5. На виндузятниках VPN нужен иногда рабочий для внехи.
Что имеем:
1. Один (ну зато реальный!) IP смотрящий в славный город Томск.
2. 2 машины на WindowsXP
3. Сервер Linux FC8
4. Энтузиазм
Что хочу спросить:
1. Проблема с Unloading iptables modules [FAILED]
2. Куда лучше заливать скрипт с правилами iptables? Логично ли юзать /etc/init.d/iptables и раздел старта демона iptables start? В какое конкретно место лучше заткнуть описание правил?
2. Хочу, чтобы знающие проверили мои iptables rules и подсказали, если что не так.
Ход Мыслей:
Написал скрипт для iptables. Кинул в /root/firewall. Сначала сделал без модулей. Просто запустил раз, потом service iptables save и все. Поработали 2 дня. Естесно не попер пассивный ftp с nat`овских машин.
Ладно. Сделал поддержку модулей. Пришлось в стартовый скрипт iptables залить – чтобы модули работали. Ладно, модули теперь загружаются.

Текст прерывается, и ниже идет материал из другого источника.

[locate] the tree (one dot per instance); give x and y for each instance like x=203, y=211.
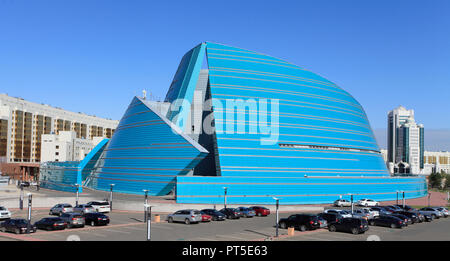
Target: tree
x=435, y=180
x=447, y=181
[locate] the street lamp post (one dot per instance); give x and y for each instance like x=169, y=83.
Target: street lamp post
x=277, y=205
x=403, y=192
x=145, y=204
x=149, y=223
x=21, y=197
x=225, y=197
x=351, y=200
x=110, y=195
x=29, y=212
x=77, y=195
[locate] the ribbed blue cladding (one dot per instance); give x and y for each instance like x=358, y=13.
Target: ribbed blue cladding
x=325, y=148
x=312, y=111
x=145, y=152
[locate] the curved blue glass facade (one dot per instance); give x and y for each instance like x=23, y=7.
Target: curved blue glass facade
x=279, y=131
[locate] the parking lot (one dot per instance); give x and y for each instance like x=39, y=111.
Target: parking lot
x=129, y=226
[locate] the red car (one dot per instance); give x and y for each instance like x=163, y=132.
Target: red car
x=206, y=218
x=261, y=211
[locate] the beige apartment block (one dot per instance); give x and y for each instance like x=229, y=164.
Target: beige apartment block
x=22, y=124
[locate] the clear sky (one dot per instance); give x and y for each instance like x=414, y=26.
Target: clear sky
x=93, y=56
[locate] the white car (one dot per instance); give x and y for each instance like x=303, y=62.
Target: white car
x=343, y=213
x=342, y=203
x=4, y=213
x=373, y=213
x=367, y=202
x=100, y=206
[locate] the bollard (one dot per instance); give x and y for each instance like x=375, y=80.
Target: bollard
x=291, y=231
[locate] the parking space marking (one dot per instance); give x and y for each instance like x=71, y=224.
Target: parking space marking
x=135, y=228
x=203, y=239
x=118, y=231
x=228, y=236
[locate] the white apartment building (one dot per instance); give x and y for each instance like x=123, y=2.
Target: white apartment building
x=22, y=123
x=405, y=142
x=396, y=118
x=410, y=147
x=436, y=161
x=65, y=146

Но когда идем на перезагрузку или рестартуем iptables, то получаем
Unloading iptables modules [FAILED]
С гугла понял, что теоретически все просто объясняется – ну типа некоторые модули в работе сейчас, а тут блин вы их пытаетесь остановить – нехорошо – вот и пишет, что failed – не может выгрузить. Вроде не страшно.
Можно даже посмотреть какие модули отказались подчиниться 6 левлу. Ну блин мне-то от этого не легче - красный FAILED.

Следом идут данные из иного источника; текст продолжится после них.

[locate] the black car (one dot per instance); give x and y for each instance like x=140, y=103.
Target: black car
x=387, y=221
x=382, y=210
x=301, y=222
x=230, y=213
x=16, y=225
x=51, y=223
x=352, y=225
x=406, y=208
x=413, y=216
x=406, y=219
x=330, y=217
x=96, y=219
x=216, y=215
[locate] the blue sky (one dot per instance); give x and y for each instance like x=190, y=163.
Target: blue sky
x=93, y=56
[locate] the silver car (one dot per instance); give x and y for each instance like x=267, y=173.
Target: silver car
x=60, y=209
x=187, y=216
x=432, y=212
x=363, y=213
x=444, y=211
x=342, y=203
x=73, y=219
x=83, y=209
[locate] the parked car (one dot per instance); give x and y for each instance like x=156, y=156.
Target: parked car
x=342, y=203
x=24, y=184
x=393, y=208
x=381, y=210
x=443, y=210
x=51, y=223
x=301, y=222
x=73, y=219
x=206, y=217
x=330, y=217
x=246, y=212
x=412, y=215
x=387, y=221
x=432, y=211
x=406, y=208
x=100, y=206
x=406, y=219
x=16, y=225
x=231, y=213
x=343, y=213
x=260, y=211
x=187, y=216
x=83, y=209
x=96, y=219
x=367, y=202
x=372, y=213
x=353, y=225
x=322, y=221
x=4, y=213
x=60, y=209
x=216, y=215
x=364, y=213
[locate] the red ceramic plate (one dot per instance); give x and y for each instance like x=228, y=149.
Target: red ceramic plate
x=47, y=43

Залазил в /etc/init.d/iptables там смотрел IPTABLES_MODULES_UNLOAD – было YES, поставил NO и все также. Только теперь рестарт iptables быстрее, а факинговый FAILED остается.

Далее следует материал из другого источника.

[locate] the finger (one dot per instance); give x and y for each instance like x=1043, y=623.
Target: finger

Добрые и Знающие Господа РУТЫ! Помогите!
Прикладываю скрипт iptables – знаю, простой, но мне сейчас именно так и нужно:
#!/bin/bash
INET_IP=”111.111.111.111”
#modules
/sbin/depmod -a
/sbin/modprobe ip_conntrack
/sbin/modprobe iptable_filter
/sbin/modprobe iptable_nat
/sbin/modprobe ipt_state
/sbin/modprobe ip_conntrack_ftp
/sbin/modprobe ip_nat_ftp
#deleting rules
iptables -F
iptables -X
iptables -t nat -F
#default policies
iptables -P INPUT DROP
iptables -P FORWARD DROP
iptables -P OUTPUT ACCEPT
#loopback
iptables -A INPUT -i lo -j ACCEPT
#input firewall rules
iptables -A INPUT -p TCP --tcp-flags SYN,ACK SYN,ACK -m state --state NEW -j DROP
iptables -A INPUT -p ALL -m state --state ESTABLISHED,RELATED -j ACCEPT
iptables -A INPUT -p ICMP -s 0/0 --icmp-type 8 -j ACCEPT
iptables -A INPUT -p ICMP -s 0/0 --icmp-type 11 -j ACCEPT
iptables -A INPUT -p TCP -s 0/0 -m multiport --dport 21,22,80,1723 -j ACCEPT
iptables -A INPUT -p UDP -i eth1 --dport 53 -j ACCEPT
#forwarding
iptables -A FORWARD -p ALL -m state --state ESTABLISHED,RELATED -j ACCEPT
iptables -A FORWARD -p ICMP --icmp-type 8 -j ACCEPT
iptables -A FORWARD -p ICMP --icmp-type 11 -j ACCEPT
iptables -A FORWARD -p TCP -m multiport --dport 21,22,80,1723 -j ACCEPT
iptables -A FORWARD -p UDP --dport 53 -j ACCEPT
iptables -A FORWARD -p GRE -j ACCEPT
#NAT
iptables -t nat -A POSTROUTING -s 192.168.0.0/24 -j SNAT --to-source $INET_IP
Посмотрите, пожалуйста, что можно подпраить и как бороться с выгрузкой модулей.